Warm water in Antarctica is causing troubling developments along an ice shelf. (Alexsandra Mazur)
For the first time, scientists have visited the northwestern face of the vast Thwaites Ice Shelf, in Antarctica, and discovered that it is inundated with warm water from multiple directions, which could speed its melting.
When the researchers used an autonomous underwater vehicle to collect oceanographic measurements, they were surprised to find a mass of warm water flowing westward from Pine Island Bay, suggesting that Thwaites Ice Shelf may be unexpectedly vulnerable to conditions in this distant region. The team reported the findings April 9 in Science Advances.
The ice shelf juts out from Thwaites Glacier, which is part of the West Antarctic Ice Sheet and currently covers an area larger than the state of Florida. However, the glacier is losing about 50 billion tons of ice more than it receives in snowfall annually.
"Thwaites Glacier is one of the largest glaciers in Antarctica, and it holds a lot of fresh water," said Anna Wåhlin, a professor of physical oceanography at the University of Gothenburg, in Sweden, and first author of the paper. "If all that water were to enter the ocean, it would raise global sea levels quite significantly."
As ice flows down to the coastline in a slow river and meets the sea, it forms a floating platform. Until now, researchers have been unable to access the water below this ice shelf, and only some parts of the remote area have been explored by icebreakers.
"The northwestern face of the ice shelf — that has never been reached before by any vessel," Wåhlin said.
However, in February 2019, the ice unexpectedly opened up enough to allow the ship carrying Wåhlin and her colleagues to explore previously uncharted waters along the central and western parts of the Thwaites Ice Shelf front.
"It was quite a moment to stand there on the bridge with everyone [in] dead silence and just see it appear out of the mist," she said.
Wåhlin and her colleagues used instruments aboard the ship and sent an uncrewed vehicle beneath the shelf to collect information on depth, temperature, salinity, oxygen levels and speed of water currents.

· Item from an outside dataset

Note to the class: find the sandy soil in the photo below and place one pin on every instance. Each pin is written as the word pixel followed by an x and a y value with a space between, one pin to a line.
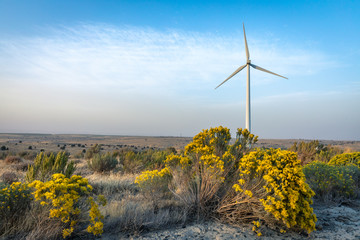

Researchers had predicted that three deep troughs in the seafloor were directing warm water flowing southward into the cavity beneath the ice shelf, where it meets the ice, melting some of it. The uncrewed vehicle explored two of these troughs and observed two distinctively different masses of water flowing into the area. One was relatively less salty and had more oxygen, similar to measurements for water from farther east, in Pine Island Bay.
The fact that this water can still be distinguished about 100 kilometers from its source could indicate that water is flowing steadily along two paths, one to the north and west and one to the east, Wåhlin and her colleagues wrote in the study.
Scientists thought that the way from Pine Island Bay to the ice shelf was blocked by an underwater ridge, but the findings suggest that this ridge may lie deeper or be less extensive than expected.
"That tells us that there is a deep connection that no one knew about," Wåhlin said.
The eastern part of Thwaites Ice Shelf has a roughly triangular shape, with the tip pointing north. Here, the ice shelf rests on a raised area of the seafloor; this so-called pinning point holds back some of the ice flowing out to sea. Wåhlin and her team found that the warm, salty water masses entered the cavity beneath the ice shelf from both sides of this pinning point.
The researchers estimated that the heat being transported in through just one of the underwater troughs was sufficient to melt ice at a rate of 85 gigatons per year, similar to estimates for melt beneath the entire ice shelf between 2010 and 2018.
"It could be that this is an abnormal situation that we observed, or it could be that melting has sped up quite significantly from 2010 to 2018," Wåhlin said.
This would spell trouble for the pinning point.
"The fact that it is open for those warm waters [from] all over, it tells us that this pinnacle is probably not sustainable in the long run," Wåhlin said. "And if the pinning point goes, that means that the ice on land will speed up and move faster out into the ocean."
But this wouldn't necessarily be disastrous for the ice shelf as a whole. It's possible that the influx of ice would cool the surrounding waters.
"It could be that that effect is overcoming the effect of melting the ice, so it could be that it might self-regulate," Wåhlin said. "We have to see what happens in the coming years."
She and her colleagues will return to Thwaites Ice Shelf in January, and they hope to send their autonomous underwater vehicle farther beneath the shelf.
"One thing we would like to know is what happens when this warm water comes into contact with the ice," Wåhlin said. "And also, how far does this warm water mass go underneath the ice shelf?"
The study, "Pathways and modification of warm water flowing beneath Thwaites Ice Shelf, West Antarctica," published April 9 in Science Advances, was authored by A. K. Wåhlin and B. Y. Queste, University of Gothenburg; A. G. C. Graham, University of South Florida; K. A. Hogan and R. D. Larter, British Antarctic Survey; L. Boehme, University of St Andrews; E. C. Pettit, Oregon State University; J. Wellner, University of Houston; and K. J. Heywood, University of East Anglia.